Последняя вода (Тараданкин) - страница 61


Как-то уж утвердилась у нас, литераторов, традиция: бывая на заставах, мы ищем сюжет, подавай нам прежде всего рассказ о преследовании нарушителя, в крайнем случае об учебе и всяких приключениях, о суровости службы. Это в общем-то и понятно, что в очерках, статьях и повестях самое значительное место отводится именно службе. Она — главное, и с нее почти всегда начинаешь разговор с начальником заставы. Но вот в тот раз все пошло наперекор традициям. Суровость жизни?! Да, она была налицо и начиналась сразу, там, за высоким побеленным дувалом из необожженного кирпича, который пограничники выстроили, чтобы хоть как-то отгородить свой оазис от губительного, знойного дыхания пустыни, изнуряюще жаркого летом и пронзительно холодного зимними ночами.

А на зубах все еще скрипел песок после долгой дороги по барханам.

Я не спрашивал о службе еще и потому, что, уже отправляясь сюда, знал: застава была на хорошем счету, и какие бы ни были проверки, всегда оценки ставились самые положительные. Скажу больше. Никогда, за все время существования заставы, ни одному вражескому лазутчику не удавалось тут перейти рубеж советской границы. А были попытки. И последнего нарушителя задержали совсем незадолго до того моего приезда. Боевой поиск был в памяти многих.

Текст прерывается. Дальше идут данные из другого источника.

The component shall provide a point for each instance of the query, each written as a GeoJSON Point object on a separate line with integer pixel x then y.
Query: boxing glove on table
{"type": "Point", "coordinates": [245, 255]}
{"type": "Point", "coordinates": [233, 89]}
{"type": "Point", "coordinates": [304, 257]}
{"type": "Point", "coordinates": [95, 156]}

В тот день, когда я гостил на зеленой заставе, все шло своим извечным, раз и навсегда установленным чередом: уходили на границу наряды, проводились занятия, чистилось оружие и писались письма домой. Петренко много раз тогда вызывали к телефону. Шла служба!

Его, Федора Ивановича, служба была такая же обыкновенная и такая же беспокойная, как и у сотен других начальников застав. Но было и что-то другое. Что? Кажется, я не совершу ошибки, заметив, что Петренко до ухода в запас любил службу по-своему. Она заключалась для него не только в этом строгом распорядке пограничной жизни. Его служба была (а он начал с солдата, был сержантом и старшиной) и в этих зеленых аллеях, наперекор природе выращенных на голом месте, которое кто-то из солдат-туркмен назвал Хошов — «Последняя вода». И потому эта «последняя вода» не иссякала, а платила щедрую дань человеку за его труды. И, видимо, не может родная земля обмануть надежды человека, если он любит эту землю, какой бы суровой она ни была. Он посвятил свою жизнь защите этой земли и хотел, чтобы она была красивой. И она стала красивой.

Любовь эта и теперь передается молодому солдату, который, приезжая сюда служить, вместе с боевым оружием, с участком государственной границы принимает в наследство от старшего товарища клочок цветущего оазиса, чтобы затем передать его тому, кто придет его сменить.